La "grande année des élections", telle que le Fonds monétaire international (FMI) la surnomme alors que près de la moitié de la population mondiale est concernée par des scrutins en 2024, pourrait avoir des conséquences sur les finances publiques de nombreux pays, alerte le responsable des politiques budgétaires au Fonds, Vitor Gaspar.
Dans un entretien accordé à l'AFP, l'ancien ministre des Finances du Portugal rappelle à quel point "la politique budgétaire est avant tout de la politique et cette année est une année parfaite pour l'illustrer".
"L'histoire suggère et les données empiriques confirment que les Etats dépensent plus et taxent moins lors d'une année d'élection. L'étude que l'on a réalisé" sur les années précédentes de scrutin "montre que les déficits publics sont plus élevés que prévus, en moyenne de 0,4% de PIB, lors d'une année d'élection", détaille M. Gaspar.
La différence de cette année est que les élections interviennent après plusieurs crises majeures, à commencer par la pandémie de Covid-19, qui ont forcé les Etats à financer largement des pans entiers de leur économie afin de la maintenir à flot.

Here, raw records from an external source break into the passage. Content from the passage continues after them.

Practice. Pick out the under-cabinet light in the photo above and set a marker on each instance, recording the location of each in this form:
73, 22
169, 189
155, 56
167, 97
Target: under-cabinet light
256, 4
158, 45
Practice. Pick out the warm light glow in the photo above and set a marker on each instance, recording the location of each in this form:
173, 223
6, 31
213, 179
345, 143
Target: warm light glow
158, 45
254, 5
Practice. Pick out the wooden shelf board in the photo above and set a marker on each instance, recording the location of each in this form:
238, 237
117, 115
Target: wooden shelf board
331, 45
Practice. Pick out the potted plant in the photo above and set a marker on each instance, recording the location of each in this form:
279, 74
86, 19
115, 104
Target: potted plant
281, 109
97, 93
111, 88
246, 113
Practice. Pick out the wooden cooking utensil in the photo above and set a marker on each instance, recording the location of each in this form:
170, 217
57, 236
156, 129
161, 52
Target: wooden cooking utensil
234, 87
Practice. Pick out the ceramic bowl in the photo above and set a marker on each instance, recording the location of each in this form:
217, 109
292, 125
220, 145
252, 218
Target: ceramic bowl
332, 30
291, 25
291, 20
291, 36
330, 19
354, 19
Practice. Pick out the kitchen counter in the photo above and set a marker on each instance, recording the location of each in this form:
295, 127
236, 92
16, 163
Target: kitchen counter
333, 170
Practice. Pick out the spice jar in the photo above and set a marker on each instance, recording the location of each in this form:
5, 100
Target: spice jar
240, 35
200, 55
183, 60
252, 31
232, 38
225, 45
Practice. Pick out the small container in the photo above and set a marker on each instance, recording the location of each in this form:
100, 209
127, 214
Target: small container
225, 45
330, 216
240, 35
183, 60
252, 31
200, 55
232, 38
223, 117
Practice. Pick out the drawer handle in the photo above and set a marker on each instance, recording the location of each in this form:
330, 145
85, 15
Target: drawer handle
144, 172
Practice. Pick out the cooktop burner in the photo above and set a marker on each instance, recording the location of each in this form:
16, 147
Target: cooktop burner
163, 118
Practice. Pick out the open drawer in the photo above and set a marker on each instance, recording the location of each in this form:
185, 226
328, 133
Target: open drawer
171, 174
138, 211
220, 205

Mais désormais confrontés à la hausse des taux d'intérêts, décidées par les banques centrales pour lutter contre l'inflation qui a atteint son pic il y a moins d'un an, les Etats doivent retrouver de l'espace budgétaire pour faire face à leurs investissements, tout en étant en capacité de répondre à leurs échéances, alors que le coût de leur dette a augmenté.

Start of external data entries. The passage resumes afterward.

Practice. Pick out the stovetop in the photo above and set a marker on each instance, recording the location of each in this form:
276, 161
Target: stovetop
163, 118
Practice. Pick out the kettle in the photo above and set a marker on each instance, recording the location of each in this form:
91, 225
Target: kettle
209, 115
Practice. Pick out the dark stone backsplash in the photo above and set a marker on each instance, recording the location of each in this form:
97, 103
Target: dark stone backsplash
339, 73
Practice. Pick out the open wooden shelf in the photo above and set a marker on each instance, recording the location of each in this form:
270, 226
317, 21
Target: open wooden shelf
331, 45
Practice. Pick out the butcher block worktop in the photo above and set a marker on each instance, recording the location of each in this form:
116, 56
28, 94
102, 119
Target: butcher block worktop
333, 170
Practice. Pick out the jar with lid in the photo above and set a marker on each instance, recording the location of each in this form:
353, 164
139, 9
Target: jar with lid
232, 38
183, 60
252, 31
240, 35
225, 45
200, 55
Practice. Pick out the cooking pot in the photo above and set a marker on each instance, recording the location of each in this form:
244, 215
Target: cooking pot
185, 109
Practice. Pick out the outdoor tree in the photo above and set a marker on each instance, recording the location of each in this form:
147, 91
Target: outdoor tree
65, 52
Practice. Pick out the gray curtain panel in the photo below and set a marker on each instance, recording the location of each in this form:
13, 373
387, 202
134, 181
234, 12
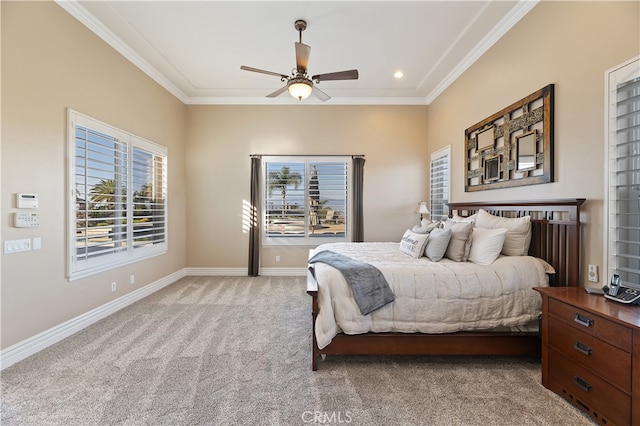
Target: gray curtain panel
358, 210
254, 218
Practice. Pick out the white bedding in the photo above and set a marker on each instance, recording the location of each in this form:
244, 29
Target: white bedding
430, 297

"Ce que nous recommandons aux gouvernements, c'est de poursuivre leur consolidation budgétaire et d'éviter de laisser glisser leur déficit, ce qui a plus de chances d'arriver en année électorale, comme je le soulignais, mais plutôt se rebâtir des coussins budgétaires, assurer leur stabilité budgétaire et leur soutenabilité", insiste Vitor Gaspar.
Pour autant, le FMI ne lie pas nécessairement consolidation budgétaire et baisse des dépenses de l'Etat, estimant au contraire que, dans un certain nombre de cas, une hausse de l'impôt, en particulier ceux concernant les membres les plus riches de la société, peut être une solution à envisager pour réduire le déficit.
Un sujet que compte d'ailleurs porter, durant les réunions de printemps du FMI et de la Banque mondiale (BM) qui s'étendent jusque vendredi, la présidence brésilienne du G20, qui propose une taxation spécifique sur les revenus des plus riches.
- Chine et Etats-Unis dérapent -
Néanmoins, souligne Vitor Gaspar, "dans beaucoup d'endroits il existe des lignes rouges lorsque l'on parle de taxation".
"Mais si vous êtes confrontés à une dynamique de la dette qui n'est pas favorable, cette dernière risque de gonfler, ce qui vous conduira dans une situation d'insoutenabilité", en particulier en cas de croissance faible, insiste-t-il.
Si la dette mondiale augmente sensiblement, la dynamique n'est cependant pas la même partout, et la hausse se concentre en particulier dans les deux principales économies mondiales, les Etats-Unis et la Chine.
"Les Etats-Unis sont un cas particulier. Parmi les économies avancées d'une part, on observe une divergence importante dans leurs trajectoires budgétaires entre les Etats-Unis et la zone euro par exemple. Plus largement, nous projetons une baisse de la dette au niveau mondial mais pas aux Etats-Unis", souligne Vitor Gaspar.
Le pays dispose de marges de manoeuvre budgétaires et d'une dette qui sert de valeur refuge au niveau mondial, "mais il y a beaucoup qui peut être fait, en particulier sur le front des dépenses".
Comme les Etats-Unis, la Chine "dispose de la place nécessaire pour corriger la situation", mais le gouvernement chinois "doit agir rapidement" pour éviter de voir la situation s'empirer, alors que sa dette devrait largement dépasser les 110% à la fin de la décennie, contre 83,6% en 2023.
Le FMI insiste depuis près de deux ans sur la nécessité pour les Etats de reconstituer leurs réserves budgétaires, notamment pour faire face aux investissements nécessaires, tout particulièrement face au réchauffement climatique.
"Cela nécessitera des instruments budgétaires, que ce soit via la taxation ou les dépenses. Il faut une approche globale en la matière", insiste Vitor Gaspar.